He oído y leído la frase cientos de veces, la mayoría de ellas en boca o pluma de compañeros que no es que no hayan leído al periodista polaco Ryszard Kapuscinski –a quien se atribuye originalmente la cita–, sino que tendrían dificultades para citar sus cinco últimos libros leídos. La sentencia dice algo así como que "para ser buen periodista hay que ser buena persona", o que "las malas personas no pueden ser buenos periodistas". La frase la enarbolan con entusiasmo todos aquellos que con el mismo fervor aseguran que desde el periodismo podemos construir un mundo mejor, más justo, más ecologista, más feminista, más animalista o más vegano…
Ya saben que corren tiempos de neocensura, en los que los periodistas no sólo tenemos que ser diligentes en nuestro trabajo, sino que debemos escribir, hablar y comportarnos con arreglo a los cánones del momento, no vaya a ser que acabemos cancelados o nuestra obra revisada y puesta al día para no herir a ningún colectivo. Así que hoy la ñoña frase del reportero polaco lo tiene todo para triunfar. Es más, me extraña que en las redacciones de esos nuevos medios que cacarean su independencia en cuanto abres su web –ya se sabe que todos los demás medios somos vasallos del Ibex 35 y de oscuros poderes– no haya un cartel con la sentencia de Kapuscinski que reciba a esos redactores y redactoras dispuestos y dispuestas a cambiar el mundo.
La frase es una idiotez y, además, es mentira, uno de los mayores bulos que corren por la profesión. Vivo en redacciones desde mi más temprana infancia. La primera que conocí fue la del diario Pueblo, donde mi padre trabajó hasta su cierre, en 1984, y cuya historia se publicará próximamente en el libro 'Nido de piratas' (editorial Debate), del colega Jesús Fernández Úbeda. En los primeros años setenta las separaciones matrimoniales no estaban protocolizadas, no había convenios ni formalismos parecidos, así que mi madre me colocaba en la puerta del periódico los viernes al salir del colegio y ahí se las apañasen mi padre y todos sus compañeros con la criatura, es decir, yo mismo. Aquello me hizo conocer a la élite del periodismo, a todos aquellos desalmados (y también desalmadas) que trabajaban en el número 73 de la calle Huertas. Así que unos treinta años antes de conocer la frase de Kapuscinski aprendí que para ser buen periodista hay que tener hambre de noticias, las orejas y los ojos bien abiertos, paciencia de cazador, tolerancia a la frustración, muchos libros leídos, amor por la calle y lealtad por tus fuentes. Con todo ese acervo, aun siendo un hijo de puta de marca mayor, se puede ser un gran periodista.

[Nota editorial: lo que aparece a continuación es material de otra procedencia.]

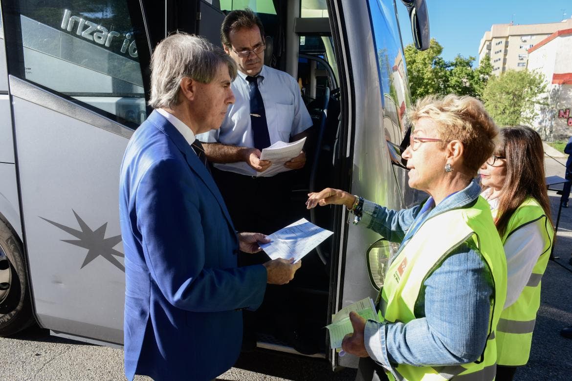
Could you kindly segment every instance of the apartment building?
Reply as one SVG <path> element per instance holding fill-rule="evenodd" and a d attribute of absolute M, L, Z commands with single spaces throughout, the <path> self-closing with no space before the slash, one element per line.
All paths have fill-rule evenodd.
<path fill-rule="evenodd" d="M 494 24 L 479 46 L 479 61 L 490 57 L 493 74 L 526 68 L 528 50 L 553 33 L 572 28 L 572 18 L 545 24 Z"/>
<path fill-rule="evenodd" d="M 572 29 L 561 29 L 529 50 L 528 69 L 544 75 L 547 105 L 536 107 L 532 127 L 547 140 L 572 136 Z"/>

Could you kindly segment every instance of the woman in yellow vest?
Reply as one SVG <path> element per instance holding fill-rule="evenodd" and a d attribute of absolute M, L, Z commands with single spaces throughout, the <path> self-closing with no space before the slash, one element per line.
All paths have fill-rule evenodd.
<path fill-rule="evenodd" d="M 422 99 L 409 119 L 414 129 L 402 157 L 410 186 L 427 200 L 395 211 L 337 189 L 308 195 L 308 208 L 345 205 L 354 223 L 401 243 L 378 296 L 381 323 L 352 313 L 353 334 L 342 347 L 363 358 L 357 380 L 491 380 L 506 261 L 474 178 L 499 130 L 468 97 Z"/>
<path fill-rule="evenodd" d="M 526 364 L 540 306 L 554 229 L 544 178 L 544 150 L 532 129 L 503 129 L 505 144 L 480 170 L 482 195 L 490 205 L 506 255 L 505 310 L 496 328 L 496 379 L 512 380 Z"/>

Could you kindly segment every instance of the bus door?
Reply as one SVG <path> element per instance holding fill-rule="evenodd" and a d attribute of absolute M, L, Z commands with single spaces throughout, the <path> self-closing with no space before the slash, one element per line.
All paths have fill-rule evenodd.
<path fill-rule="evenodd" d="M 340 119 L 345 128 L 337 143 L 346 190 L 390 208 L 404 208 L 411 190 L 400 151 L 407 147 L 406 110 L 410 105 L 403 48 L 394 0 L 329 2 L 340 84 Z M 402 5 L 399 4 L 399 6 Z M 343 185 L 343 184 L 342 184 Z M 339 207 L 339 253 L 331 278 L 330 313 L 383 286 L 388 258 L 398 246 L 353 223 Z M 332 367 L 357 367 L 358 359 L 331 350 Z"/>
<path fill-rule="evenodd" d="M 3 0 L 2 7 L 11 161 L 35 316 L 54 332 L 120 343 L 120 166 L 147 116 L 141 68 L 149 46 L 139 2 Z"/>

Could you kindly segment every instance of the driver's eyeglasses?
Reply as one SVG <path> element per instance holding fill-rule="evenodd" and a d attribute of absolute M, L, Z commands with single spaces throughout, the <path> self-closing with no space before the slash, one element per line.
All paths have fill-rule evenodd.
<path fill-rule="evenodd" d="M 254 53 L 255 55 L 260 54 L 262 53 L 262 51 L 264 50 L 265 47 L 266 47 L 266 45 L 265 45 L 264 43 L 261 43 L 255 46 L 254 49 L 252 50 L 241 50 L 240 51 L 239 51 L 232 46 L 231 47 L 231 49 L 232 49 L 232 51 L 236 53 L 236 55 L 239 57 L 244 58 L 250 55 L 251 53 Z"/>
<path fill-rule="evenodd" d="M 496 163 L 497 165 L 500 165 L 500 162 L 497 162 L 496 161 L 499 160 L 500 159 L 506 159 L 506 158 L 505 158 L 504 156 L 496 156 L 496 155 L 493 155 L 491 157 L 487 159 L 486 162 L 487 164 L 488 164 L 490 166 L 494 166 L 495 165 L 495 163 Z"/>
<path fill-rule="evenodd" d="M 419 138 L 414 137 L 412 135 L 409 138 L 409 146 L 414 151 L 416 151 L 421 146 L 422 143 L 427 142 L 442 142 L 441 139 L 433 139 L 432 138 Z"/>

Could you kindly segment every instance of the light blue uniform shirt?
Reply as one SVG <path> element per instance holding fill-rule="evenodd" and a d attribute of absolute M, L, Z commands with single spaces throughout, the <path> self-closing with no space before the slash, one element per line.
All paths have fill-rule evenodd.
<path fill-rule="evenodd" d="M 264 102 L 271 145 L 279 141 L 287 143 L 291 137 L 312 126 L 312 118 L 294 78 L 288 73 L 266 66 L 262 67 L 259 75 L 264 77 L 258 79 L 258 87 Z M 208 143 L 254 147 L 251 127 L 249 84 L 246 77 L 246 74 L 239 71 L 231 84 L 236 101 L 228 107 L 220 129 L 198 134 L 197 139 Z"/>

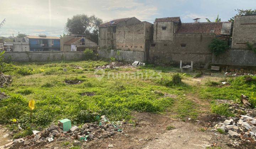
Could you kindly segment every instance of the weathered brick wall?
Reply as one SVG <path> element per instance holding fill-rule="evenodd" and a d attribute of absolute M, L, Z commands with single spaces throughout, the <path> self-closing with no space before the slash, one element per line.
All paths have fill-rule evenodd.
<path fill-rule="evenodd" d="M 154 41 L 172 41 L 174 26 L 173 22 L 154 22 Z M 166 27 L 166 29 L 163 30 L 162 27 Z"/>
<path fill-rule="evenodd" d="M 251 50 L 228 50 L 219 56 L 213 55 L 212 63 L 229 65 L 256 66 L 256 54 Z"/>
<path fill-rule="evenodd" d="M 256 15 L 235 17 L 232 48 L 246 49 L 246 42 L 256 44 Z"/>
<path fill-rule="evenodd" d="M 207 67 L 211 61 L 212 53 L 208 46 L 215 37 L 213 33 L 174 34 L 173 41 L 155 42 L 150 46 L 149 61 L 165 64 L 179 64 L 181 60 L 196 66 Z M 182 47 L 181 44 L 186 44 Z"/>

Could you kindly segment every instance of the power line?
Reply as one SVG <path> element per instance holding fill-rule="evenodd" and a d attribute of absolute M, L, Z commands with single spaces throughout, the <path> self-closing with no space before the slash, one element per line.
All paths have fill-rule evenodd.
<path fill-rule="evenodd" d="M 54 32 L 54 31 L 63 31 L 64 30 L 64 29 L 58 29 L 57 30 L 49 31 L 44 31 L 44 32 L 33 32 L 33 33 L 21 33 L 21 34 L 33 34 L 34 33 L 45 33 L 45 32 Z M 12 34 L 0 34 L 0 35 L 12 35 Z"/>

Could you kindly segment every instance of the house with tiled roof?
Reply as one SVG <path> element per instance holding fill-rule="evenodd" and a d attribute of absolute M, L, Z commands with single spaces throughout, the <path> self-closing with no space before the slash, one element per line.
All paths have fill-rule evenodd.
<path fill-rule="evenodd" d="M 96 52 L 98 46 L 84 37 L 73 35 L 60 37 L 60 50 L 82 51 L 89 49 Z"/>
<path fill-rule="evenodd" d="M 141 21 L 135 17 L 114 19 L 101 24 L 99 27 L 99 46 L 101 48 L 116 49 L 116 28 Z"/>
<path fill-rule="evenodd" d="M 211 62 L 208 45 L 218 38 L 229 43 L 231 22 L 182 23 L 178 17 L 157 18 L 154 24 L 153 40 L 149 60 L 166 64 L 189 64 L 191 61 L 207 68 Z"/>

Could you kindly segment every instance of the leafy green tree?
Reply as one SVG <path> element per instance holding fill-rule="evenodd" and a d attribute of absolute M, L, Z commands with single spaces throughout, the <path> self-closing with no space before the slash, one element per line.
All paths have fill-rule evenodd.
<path fill-rule="evenodd" d="M 247 9 L 244 10 L 243 9 L 235 9 L 235 10 L 237 11 L 238 13 L 236 15 L 236 16 L 241 16 L 242 15 L 256 15 L 256 9 L 252 10 L 251 9 Z M 230 18 L 228 21 L 229 22 L 234 22 L 235 17 L 232 17 Z"/>
<path fill-rule="evenodd" d="M 215 38 L 209 45 L 209 48 L 215 56 L 218 56 L 224 53 L 229 46 L 226 42 Z"/>
<path fill-rule="evenodd" d="M 102 23 L 102 20 L 94 15 L 76 15 L 68 18 L 65 28 L 68 34 L 89 35 L 90 39 L 98 43 L 98 26 Z"/>
<path fill-rule="evenodd" d="M 208 22 L 211 22 L 211 21 L 210 21 L 209 20 L 208 18 L 206 18 L 206 21 Z M 219 15 L 218 15 L 217 16 L 217 18 L 216 19 L 215 19 L 215 22 L 219 22 L 221 21 L 221 19 L 220 18 L 219 18 Z"/>

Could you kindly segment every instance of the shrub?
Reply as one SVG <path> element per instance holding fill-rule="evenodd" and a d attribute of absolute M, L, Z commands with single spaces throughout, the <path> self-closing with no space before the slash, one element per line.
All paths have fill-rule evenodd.
<path fill-rule="evenodd" d="M 212 105 L 212 111 L 220 115 L 226 116 L 234 116 L 234 114 L 231 113 L 229 109 L 229 105 L 228 104 L 221 104 L 216 105 L 213 104 Z"/>
<path fill-rule="evenodd" d="M 172 76 L 172 82 L 175 84 L 181 83 L 181 77 L 179 73 L 176 73 Z"/>
<path fill-rule="evenodd" d="M 26 67 L 19 68 L 17 70 L 17 73 L 22 76 L 32 74 L 33 73 L 33 69 Z"/>
<path fill-rule="evenodd" d="M 84 51 L 84 55 L 86 60 L 93 60 L 96 57 L 96 55 L 93 51 L 88 48 Z"/>
<path fill-rule="evenodd" d="M 5 52 L 5 51 L 4 51 L 0 53 L 0 71 L 2 71 L 5 64 L 4 62 L 4 56 L 3 55 Z"/>
<path fill-rule="evenodd" d="M 208 47 L 216 56 L 224 53 L 226 50 L 229 48 L 226 42 L 221 40 L 217 38 L 213 40 Z"/>
<path fill-rule="evenodd" d="M 172 80 L 170 78 L 163 77 L 160 79 L 155 79 L 155 82 L 159 85 L 170 87 L 173 85 Z"/>

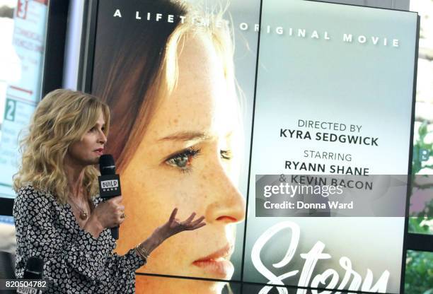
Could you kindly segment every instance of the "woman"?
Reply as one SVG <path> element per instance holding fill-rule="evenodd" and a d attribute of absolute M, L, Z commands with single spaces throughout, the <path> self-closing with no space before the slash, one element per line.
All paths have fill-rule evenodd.
<path fill-rule="evenodd" d="M 206 227 L 171 238 L 138 272 L 229 280 L 246 207 L 235 184 L 241 129 L 229 28 L 220 14 L 202 25 L 179 1 L 111 1 L 98 9 L 92 92 L 113 110 L 108 152 L 122 177 L 128 215 L 118 252 L 151 233 L 171 206 L 191 209 Z M 162 20 L 153 19 L 157 13 Z M 224 285 L 137 278 L 139 293 L 218 293 Z"/>
<path fill-rule="evenodd" d="M 128 252 L 112 254 L 110 228 L 125 219 L 122 196 L 102 201 L 96 165 L 107 143 L 108 107 L 96 97 L 56 90 L 38 105 L 14 177 L 17 277 L 32 256 L 44 261 L 47 293 L 134 293 L 134 271 L 169 237 L 204 217 L 168 220 Z M 138 221 L 138 220 L 137 220 Z"/>

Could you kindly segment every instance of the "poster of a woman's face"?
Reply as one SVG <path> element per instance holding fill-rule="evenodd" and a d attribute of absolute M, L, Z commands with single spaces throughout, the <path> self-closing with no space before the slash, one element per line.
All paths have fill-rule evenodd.
<path fill-rule="evenodd" d="M 99 5 L 92 93 L 112 114 L 106 152 L 116 159 L 127 216 L 117 250 L 142 242 L 175 207 L 180 218 L 194 211 L 207 222 L 163 243 L 139 273 L 239 279 L 252 87 L 242 92 L 236 79 L 230 11 L 213 6 Z M 255 53 L 242 45 L 253 74 Z M 225 284 L 137 275 L 137 293 L 216 293 Z"/>
<path fill-rule="evenodd" d="M 195 212 L 207 223 L 152 252 L 137 293 L 237 293 L 238 281 L 248 293 L 267 293 L 269 283 L 397 293 L 403 216 L 294 218 L 277 208 L 262 216 L 255 181 L 316 175 L 291 162 L 331 174 L 335 166 L 407 172 L 415 16 L 305 1 L 100 1 L 91 93 L 111 110 L 105 152 L 116 160 L 127 216 L 117 252 L 146 238 L 175 207 L 180 218 Z M 364 44 L 364 35 L 388 38 Z M 379 72 L 386 79 L 372 78 Z"/>

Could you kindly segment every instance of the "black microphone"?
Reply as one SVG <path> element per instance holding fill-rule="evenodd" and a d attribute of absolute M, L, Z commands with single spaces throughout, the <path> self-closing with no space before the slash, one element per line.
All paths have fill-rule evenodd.
<path fill-rule="evenodd" d="M 38 257 L 31 257 L 27 261 L 24 274 L 23 275 L 23 280 L 42 280 L 44 272 L 44 261 Z M 18 287 L 16 288 L 17 294 L 27 293 L 40 293 L 42 291 L 37 288 L 32 287 Z"/>
<path fill-rule="evenodd" d="M 99 194 L 104 200 L 110 199 L 122 194 L 120 191 L 120 177 L 116 175 L 116 165 L 111 154 L 104 154 L 99 158 Z M 119 227 L 111 228 L 111 235 L 119 239 Z"/>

A los diecinueve años comencé a trabajar. He pasado en estos treinta y seis años por periódicos, semanarios, emisoras de radio y cadenas de televisión. En redacciones compuestas por veteranos y en otras insultantemente jóvenes. Y en todas ellas he encontrado a algunos magníficos profesionales que eran personas muy poco recomendables y a gente maravillosa a la que he animado a cambiar de oficio de lo malos periodistas que eran. Y para estar en la misma trinchera, créanme, siempre he preferido a los cabrones competentes que a los inútiles de buen corazón.
Me quedan unos pocos años en este oficio, aunque me temo que los suficientes para asistir a la metamorfosis que convertirá las redacciones en nidos de seguidores de Mr. Wonderful, con comisariados que velarán para que en sus medios no se agravie a ningún colectivo animado o inanimado y con periodistas sensibles a todas las causas, buenísimas personas y con miles de seguidores en redes sociales. De ellos y ellas es el futuro. Aunque crean que una fuente es un lugar del que sale agua y no distingan una anécdota de una noticia.